Selain lobster, pengujian juga untuk melihat produktivitas pemijahan ikan lele dan koi. Hasilnya, penggunaan Jalasangkuriang dapat meningkatkan angka menetas ikan lele mencapai 95 persen dan ikan koi lebih tinggi hingga 98 persen.
Upaya hilirisasi inovasi Jalasangkuriang ini dilakukan melalui program perusahaan pemula berbasis riset dari BRIN, yakni dengan PT Lumino Axian Nusantara atau Locusta.iot. Harga satu alat ini mencapai Rp 27 juta. Namun, agar lebih ekonomis, dimensi Jalasangkuriang akan dibuat lebih kecil sehingga harga satu alat bisa ditekan hingga Rp 15 juta.

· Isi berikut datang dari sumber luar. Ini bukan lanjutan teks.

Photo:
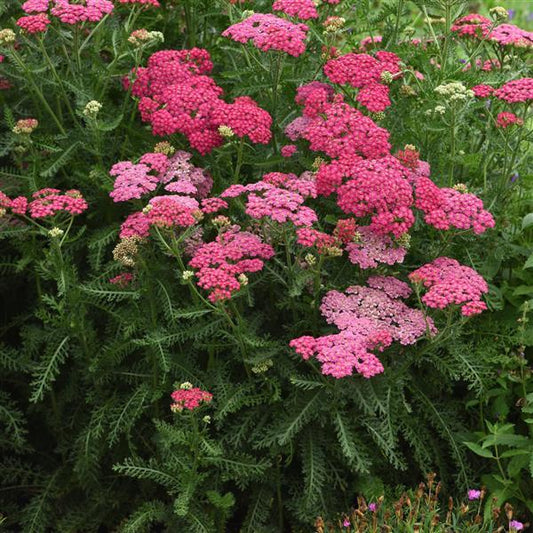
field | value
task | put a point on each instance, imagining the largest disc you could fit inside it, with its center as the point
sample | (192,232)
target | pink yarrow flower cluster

Nantinya, Hanif berencana membuat versi Jalasangkuriang yang lebih kecil agar bisa digunakan untuk skala akuarium dengan harga yang terjangkau. Tim dari Locusta juga akan mendatangi beberapa pembudidaya ikan agar upaya hilirisasi alat ini dapat lebih optimal.
”Mengingat harganya yang masih cukup mahal, kami juga akan membuat sistem non-jual beli, seperti peminjaman alat. Kami akan meminjamkan alat dan memberikan bibit sehingga pembudidaya tinggal menyediakan lahan saja dan nanti bagi hasil,” ujar Hanif.
Beberapa waktu lalu, Direktur Jenderal Perikanan Budidaya Kementerian Kelautan dan Perikanan (KKP) Haeru Rahayu menyatakan bahwa KKP terus berupaya untuk meningkatkan produktivitas dan nilai tambah komoditas ikan air tawar di Indonesia. Hal ini dilakukan melalui pengembangan sistem produksi yang efisien.
Selain itu, KKP juga terus fokus melakukan pengembangan inovasi teknologi yang dapat diterapkan di masyarakat. Inovasi ini termasuk menerapkan efisiensi penggunaan pakan ikan mandiri dan mendorong penerapan cara budidaya ikan yang baik di level pembudidaya.